Published On: Wed, May 16th, 2018

Hawaii volcano eruption: Relentless explosions and toxic ash set off aviation alert | World | News


Intensified explosions from the on Tuesday caused ash and volcanic smog to rise to 12,000 feet (3,657 meters) above Kilauea’s crater and floating southwest, showering cars with grey dust and prompting an “unhealthy air” advisory in the community of Pahala, 18 miles (29 km) from the summit.

Hawaii County officials have also warned of toxic gas and urged residents to leave the area as it may cause suffocation.

They said: “Severe conditions may exist such as choking and inability to breathe.

“This is a serious situation that affects the entire exposed population.”

The United States Geological Survey (USGS) have issued a red warning or increased ash emission, which means an eruption is imminent or suspected with hazardous activity.

Steve Brantley, a deputy scientist in charge at the Hawaiian Volcano Observatory (HVO), said: “We’re observing more or less continuous emission of ash now with intermittent, more energetic ash bursts or plumes.”

The observatory warned the eruption could become more violent.

“At any time, activity may become more explosive, increasing the intensity of ash production and producing ballistic projectiles near the vent,” the HVO said in a statement on the change in aviation alert level to red from orange.

Ash is not poisonous but irritates the nose, eyes and airways.

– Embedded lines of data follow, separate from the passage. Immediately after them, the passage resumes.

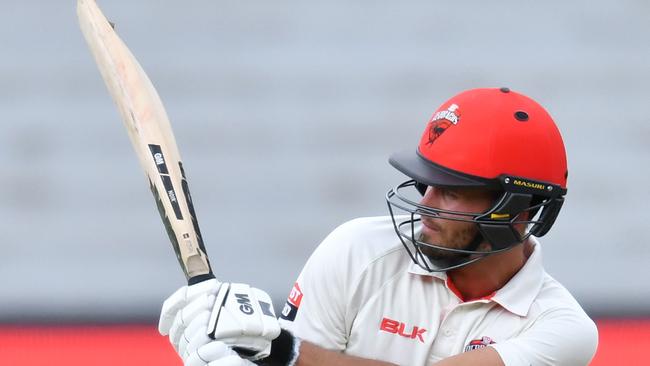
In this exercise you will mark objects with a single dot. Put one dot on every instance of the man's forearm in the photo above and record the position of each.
(312, 355)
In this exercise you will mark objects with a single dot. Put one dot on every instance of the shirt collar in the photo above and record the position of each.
(519, 293)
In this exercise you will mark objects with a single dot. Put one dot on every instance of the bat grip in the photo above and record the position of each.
(200, 278)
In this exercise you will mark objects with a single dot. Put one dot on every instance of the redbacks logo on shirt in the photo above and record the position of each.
(479, 343)
(293, 303)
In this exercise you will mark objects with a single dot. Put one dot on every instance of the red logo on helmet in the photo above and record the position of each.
(479, 343)
(441, 121)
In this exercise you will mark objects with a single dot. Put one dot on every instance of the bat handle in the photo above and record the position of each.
(200, 278)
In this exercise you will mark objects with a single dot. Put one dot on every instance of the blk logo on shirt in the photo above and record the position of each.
(399, 328)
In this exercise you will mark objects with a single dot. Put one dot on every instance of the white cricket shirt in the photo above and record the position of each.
(361, 294)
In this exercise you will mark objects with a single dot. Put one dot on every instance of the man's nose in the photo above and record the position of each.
(431, 197)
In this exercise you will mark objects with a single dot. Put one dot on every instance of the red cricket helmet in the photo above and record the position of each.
(493, 138)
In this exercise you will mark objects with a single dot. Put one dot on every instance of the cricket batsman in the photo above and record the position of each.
(452, 276)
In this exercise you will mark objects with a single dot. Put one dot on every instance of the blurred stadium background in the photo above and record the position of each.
(285, 113)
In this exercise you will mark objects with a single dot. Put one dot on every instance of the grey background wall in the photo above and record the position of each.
(285, 113)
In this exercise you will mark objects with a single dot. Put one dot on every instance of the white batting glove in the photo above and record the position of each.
(237, 314)
(215, 353)
(243, 318)
(185, 305)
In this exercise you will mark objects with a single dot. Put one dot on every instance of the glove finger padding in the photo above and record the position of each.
(202, 304)
(180, 299)
(245, 320)
(195, 332)
(232, 360)
(212, 353)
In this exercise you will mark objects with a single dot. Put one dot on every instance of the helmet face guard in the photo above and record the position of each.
(497, 226)
(486, 138)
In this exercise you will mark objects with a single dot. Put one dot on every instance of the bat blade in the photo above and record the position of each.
(151, 135)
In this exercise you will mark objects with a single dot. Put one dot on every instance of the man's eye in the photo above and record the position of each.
(450, 194)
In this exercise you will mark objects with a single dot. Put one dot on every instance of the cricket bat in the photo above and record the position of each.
(152, 138)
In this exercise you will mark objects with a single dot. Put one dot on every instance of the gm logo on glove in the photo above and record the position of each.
(245, 304)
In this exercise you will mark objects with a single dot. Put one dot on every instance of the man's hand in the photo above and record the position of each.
(236, 314)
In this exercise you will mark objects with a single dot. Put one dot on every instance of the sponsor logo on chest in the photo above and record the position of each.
(479, 343)
(401, 329)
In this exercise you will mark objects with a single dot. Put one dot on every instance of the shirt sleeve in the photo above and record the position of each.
(316, 306)
(561, 338)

It can make roads slippery and large emissions could cause the failure of electrical power lines, said USGS chemist David Damby.

The area taking the brunt of the eruption is about 25 miles (40 km) down Kilauea’s eastern flank, near the village of Pahoa. Lava has burst from the ground to tear through housing developments and farmland, threatening one of the last exit routes from coastal areas, state Highway 132.

The latest fissure in the earth opened on Tuesday, spewing lava and toxic gases that pushed air quality into “condition red” around Lanipuna Gardens and nearby farms, causing “choking and inability to breathe,” the Hawaiian Volcano Observatory and Hawaii County Civil Defense said.

No major injuries or deaths have been reported from the eruption.

The Civil Defence said: “Be aware of the unpredictable nature of dangerous levels of SO2 gas because it can be carried far from the fissures with wind speed and direction.”

More than 2,000 people have been evacuated since the Kilauea volcano erupted on May 3, streaming lava and destroying property.

But those still in the area are having trouble protecting themselves from the gases.